During one of the most important days of political campaigning for the upcoming presidential election, known as “Super Tuesday”, Minnesota voters proved once again that they are quite different politically than many other states. During caucus night we experienced lines from high schools and churches spread into the streets, and the amount of people coming out to caucus was shattered. This night was one of the biggest political days in recent history for Minnesota. In 2008, the number of Republican voters that attended the caucus was around 62,000. That record was shattered into a billion pieces as that number increased to 115,000, nearly doubling in size! With Democratic voters experiencing the same numbers it isn’t a surprise that voting lines were so long.

But let’s get to what was most important, the results. Minnesota voters proved that they are not big supporters of the front running candidates. On the Democratic side of things there were really only two possible candidates you could cast your vote for, Bernie Sanders or Hillary Clinton. After it was all said and done, there was no question about it, Bernie Sanders was able to take Minnesota with 63% of the votes, which was a huge win for his campaign. During Super Tuesday Sanders was also able to capture wins in Colorado, Oklahoma, and Vermont. Meanwhile, Hillary Clinton was able to claim more victories as she won in Alabama, Arkansas, Georgia, Tennessee, Texas, and Virginia. Currently Clinton is leading Sanders in the delegate count and the upcoming states like California will be vital if Sanders wants a chance at the Democratic nomination.

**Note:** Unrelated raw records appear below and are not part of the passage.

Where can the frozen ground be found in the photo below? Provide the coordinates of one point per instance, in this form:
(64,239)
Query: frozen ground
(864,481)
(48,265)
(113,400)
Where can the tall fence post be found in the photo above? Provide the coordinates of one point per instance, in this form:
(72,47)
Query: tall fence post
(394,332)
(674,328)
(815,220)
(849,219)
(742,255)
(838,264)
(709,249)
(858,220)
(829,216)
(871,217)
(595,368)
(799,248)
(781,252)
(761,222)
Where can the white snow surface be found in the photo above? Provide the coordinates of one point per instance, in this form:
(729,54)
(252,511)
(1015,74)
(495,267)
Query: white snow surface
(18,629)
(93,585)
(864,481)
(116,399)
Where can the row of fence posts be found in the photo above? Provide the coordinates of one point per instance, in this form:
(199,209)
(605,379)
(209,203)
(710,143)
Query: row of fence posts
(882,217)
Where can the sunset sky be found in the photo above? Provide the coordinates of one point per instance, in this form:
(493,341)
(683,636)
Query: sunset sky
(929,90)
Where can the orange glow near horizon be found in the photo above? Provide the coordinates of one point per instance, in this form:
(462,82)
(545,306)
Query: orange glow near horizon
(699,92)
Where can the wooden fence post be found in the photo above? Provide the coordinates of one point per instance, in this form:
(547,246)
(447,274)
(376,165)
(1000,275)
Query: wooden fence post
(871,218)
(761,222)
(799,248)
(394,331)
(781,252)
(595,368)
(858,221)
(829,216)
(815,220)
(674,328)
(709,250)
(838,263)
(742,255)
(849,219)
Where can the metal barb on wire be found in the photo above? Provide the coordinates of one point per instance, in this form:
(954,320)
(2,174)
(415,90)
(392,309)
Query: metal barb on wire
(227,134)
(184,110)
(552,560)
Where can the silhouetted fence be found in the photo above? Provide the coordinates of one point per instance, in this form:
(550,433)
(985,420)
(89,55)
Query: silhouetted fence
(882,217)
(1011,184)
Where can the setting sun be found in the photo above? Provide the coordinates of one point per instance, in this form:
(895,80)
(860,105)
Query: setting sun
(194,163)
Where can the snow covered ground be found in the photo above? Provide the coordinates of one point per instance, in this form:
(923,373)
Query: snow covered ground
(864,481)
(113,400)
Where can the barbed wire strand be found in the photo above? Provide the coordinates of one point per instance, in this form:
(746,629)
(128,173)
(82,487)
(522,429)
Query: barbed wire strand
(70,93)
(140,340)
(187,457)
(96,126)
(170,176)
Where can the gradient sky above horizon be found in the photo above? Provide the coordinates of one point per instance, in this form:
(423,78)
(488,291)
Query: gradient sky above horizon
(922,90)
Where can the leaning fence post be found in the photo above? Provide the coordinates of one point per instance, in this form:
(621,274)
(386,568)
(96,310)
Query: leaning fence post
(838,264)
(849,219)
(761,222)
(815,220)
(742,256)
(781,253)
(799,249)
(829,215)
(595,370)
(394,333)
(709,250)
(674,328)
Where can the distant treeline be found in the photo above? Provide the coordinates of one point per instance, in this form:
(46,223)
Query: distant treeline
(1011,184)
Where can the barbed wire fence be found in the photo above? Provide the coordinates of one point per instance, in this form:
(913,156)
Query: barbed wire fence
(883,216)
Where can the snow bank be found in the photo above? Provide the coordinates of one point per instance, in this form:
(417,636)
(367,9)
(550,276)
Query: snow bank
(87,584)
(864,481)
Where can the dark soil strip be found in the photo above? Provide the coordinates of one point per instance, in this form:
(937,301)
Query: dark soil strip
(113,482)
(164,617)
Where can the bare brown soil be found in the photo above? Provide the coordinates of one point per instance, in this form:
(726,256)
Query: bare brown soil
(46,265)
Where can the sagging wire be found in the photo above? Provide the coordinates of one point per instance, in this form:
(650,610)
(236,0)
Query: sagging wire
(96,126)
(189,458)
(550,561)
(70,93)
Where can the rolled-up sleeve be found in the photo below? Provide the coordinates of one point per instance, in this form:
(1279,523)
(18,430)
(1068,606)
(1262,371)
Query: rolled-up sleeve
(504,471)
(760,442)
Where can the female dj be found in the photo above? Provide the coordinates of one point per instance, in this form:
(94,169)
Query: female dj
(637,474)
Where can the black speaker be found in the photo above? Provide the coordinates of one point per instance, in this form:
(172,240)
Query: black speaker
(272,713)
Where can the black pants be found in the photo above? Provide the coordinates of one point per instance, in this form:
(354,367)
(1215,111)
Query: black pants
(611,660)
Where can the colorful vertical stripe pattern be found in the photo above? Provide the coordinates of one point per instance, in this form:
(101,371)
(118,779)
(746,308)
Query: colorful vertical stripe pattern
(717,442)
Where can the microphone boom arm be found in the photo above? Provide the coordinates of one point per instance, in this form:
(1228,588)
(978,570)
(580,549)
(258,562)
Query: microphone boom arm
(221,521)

Rubio10With a record Republican turnout this year, you would think that a large portion of that crowd would be new incoming voters who have had their eyes opened by Donald Trump, however that most certainly was not the case. Republican voters did not show Trump the amount of love that they have in many other states. Here, Marco Rubio took the crown with 36% of the votes, with Ted Cruz coming in second with 29%, and finally Trump third with 21%. Minnesota would be the only state that Rubio would claim on Super Tuesday, as Trump and Cruz would take the wins in all the others. Donald Trump is currently leading the Republicans with 460 delegates, while Cruz is in second with 370, and Rubio in third with 163. Just like the Democrats, the Republican party will rely on the upcoming states to really determine who will get that nomination.